Some of the witnesses claimed their personal details were fraudulently used to get the contracts while junior staff at the power utility company also described the illegal tricks used by their managers, leading to the loss of Sh159 million.
Some of the dealings included cases of companies getting contracts without having qualifications to deliver services, employees awarding themselves contracts through their private companies, irregular signing of tender documents and one individual registering more than 10 companies to bid for tenders.
In one instance, a primary school dropout from Murang’a who earns a living washing people’s clothes said she did not understand how her name and phone number were linked to one of the companies that benefited.
Mary Muthoni Githinji, 22, said in her witness statement that she was surprised when investigators asked how her telephone number appeared as a contact for Encom Limited.
“I am a Class Five dropout and don’t understand what the contract was about. I have never engaged in any business since I dropped out of school as I stay at my rural home in Kagaa, Murang’a, as a housewife and also wash clothes for people for payment,” said Ms Githinji.
Her statement is among those being relied on by the DPP to prove the case against suspended Kenya Power Managing Director and Chief Executive Officer Ken Tarus, who has been accused of abuse of office and conspiracy to defraud Sh159,195,364 through illegal tenders for labour and transport.
Mr Tarus was charged alongside a former finance manager, Harun Karisa, the general manager for networks, Daniel Tare, and the general manager for supply chain, Daniel Muga. Others were tender committee members Benard Muturi, Evelyne Amondi, Noah Omondi, John Njehia and James Muriuki.
The prosecution has stated that the accused conspired to irregularly award the multi-million shilling contracts for labour and transportation to companies that had no qualifications.

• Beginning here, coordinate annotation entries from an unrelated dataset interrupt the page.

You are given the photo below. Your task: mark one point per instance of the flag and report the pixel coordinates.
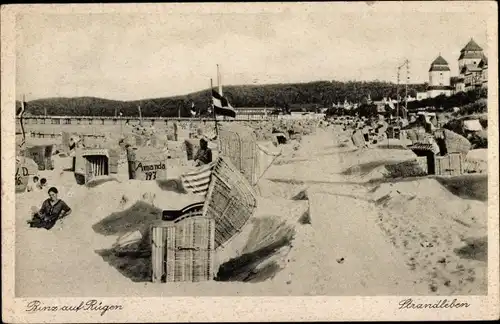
(21, 110)
(222, 105)
(193, 110)
(198, 181)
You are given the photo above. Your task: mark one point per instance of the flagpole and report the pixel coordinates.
(213, 108)
(21, 120)
(219, 81)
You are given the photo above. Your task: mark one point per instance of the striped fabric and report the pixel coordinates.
(222, 106)
(198, 181)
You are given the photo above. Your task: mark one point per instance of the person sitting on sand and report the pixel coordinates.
(34, 185)
(204, 154)
(42, 184)
(52, 210)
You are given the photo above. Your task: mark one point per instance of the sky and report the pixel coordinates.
(157, 53)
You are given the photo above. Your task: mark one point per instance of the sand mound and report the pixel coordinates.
(280, 188)
(254, 255)
(430, 225)
(467, 186)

Another witness, Moses Werunga, who is a cleaner from Nakuru, told investigators that he did not understand how his details were acquired by Dynowatt Investment Ltd to get a contract from Kenya Power.
“I have never heard of or known the company my entire life and do not know how my details were used to secure the tender from Kenya Power,” said Mr Werunga.

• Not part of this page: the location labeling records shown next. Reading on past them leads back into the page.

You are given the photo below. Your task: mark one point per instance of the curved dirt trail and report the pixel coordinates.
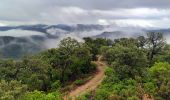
(90, 85)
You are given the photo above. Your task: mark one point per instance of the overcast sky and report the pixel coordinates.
(145, 13)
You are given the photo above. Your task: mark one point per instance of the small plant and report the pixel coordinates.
(79, 82)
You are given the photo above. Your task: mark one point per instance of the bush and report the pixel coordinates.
(79, 82)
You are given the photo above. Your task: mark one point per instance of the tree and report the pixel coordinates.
(34, 73)
(160, 72)
(155, 43)
(11, 90)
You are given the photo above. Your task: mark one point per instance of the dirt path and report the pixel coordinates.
(92, 84)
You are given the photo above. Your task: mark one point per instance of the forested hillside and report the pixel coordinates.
(137, 68)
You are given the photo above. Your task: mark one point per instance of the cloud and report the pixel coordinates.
(127, 12)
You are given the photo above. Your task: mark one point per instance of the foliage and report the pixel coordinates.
(39, 95)
(11, 90)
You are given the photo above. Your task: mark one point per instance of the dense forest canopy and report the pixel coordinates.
(136, 67)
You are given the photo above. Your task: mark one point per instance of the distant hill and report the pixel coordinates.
(17, 41)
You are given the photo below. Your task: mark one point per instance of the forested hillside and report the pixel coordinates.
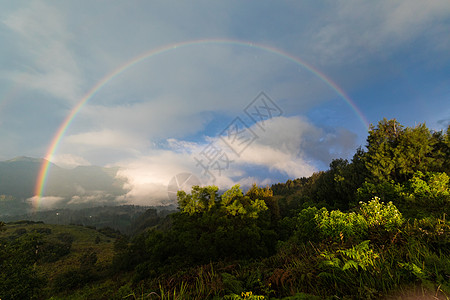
(373, 227)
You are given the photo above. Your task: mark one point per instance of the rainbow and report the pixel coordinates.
(43, 172)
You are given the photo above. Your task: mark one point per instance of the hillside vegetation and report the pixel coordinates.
(375, 227)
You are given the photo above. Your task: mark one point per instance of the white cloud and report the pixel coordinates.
(47, 202)
(43, 40)
(67, 160)
(284, 147)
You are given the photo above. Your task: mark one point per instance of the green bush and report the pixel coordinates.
(378, 214)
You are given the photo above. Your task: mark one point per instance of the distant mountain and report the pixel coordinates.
(83, 186)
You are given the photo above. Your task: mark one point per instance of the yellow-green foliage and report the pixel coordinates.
(376, 213)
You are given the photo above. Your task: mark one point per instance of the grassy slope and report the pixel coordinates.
(84, 241)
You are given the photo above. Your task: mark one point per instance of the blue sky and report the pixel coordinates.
(392, 58)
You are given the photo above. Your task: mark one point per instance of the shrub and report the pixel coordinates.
(378, 214)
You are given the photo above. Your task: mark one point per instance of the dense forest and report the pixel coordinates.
(373, 227)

Kenya Power’s general manager for internal audit, Charles Cheruiyot, said in his statement that his office received information that some employees owned the companies that were trading with the power utility firm, and that their investigations unearthed the details that led to the charges.

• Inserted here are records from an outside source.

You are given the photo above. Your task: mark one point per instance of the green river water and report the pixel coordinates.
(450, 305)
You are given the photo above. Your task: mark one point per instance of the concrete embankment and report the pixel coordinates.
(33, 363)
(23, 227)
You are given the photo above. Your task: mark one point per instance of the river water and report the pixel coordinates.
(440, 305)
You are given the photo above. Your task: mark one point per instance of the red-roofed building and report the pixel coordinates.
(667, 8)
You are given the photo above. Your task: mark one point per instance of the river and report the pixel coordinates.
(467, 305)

According to Mr Cheruiyot, 67 companies that were awarded contracts were owned by the power firm’s directors while 39 were given jobs despite being incorporated after the tenders for labour and transportation had been issued.
“We found that nine firms had key employees being Kenya Power staff and the decision of the tender evaluation committee to include them and evaluate their bids was inappropriate. We also found that more than 67 per cent of the companies did not meet the required qualifications,” Cheruiyot said.
He also stated that the tender documents were signed by two people when the regulations demanded that they be signed by three managers.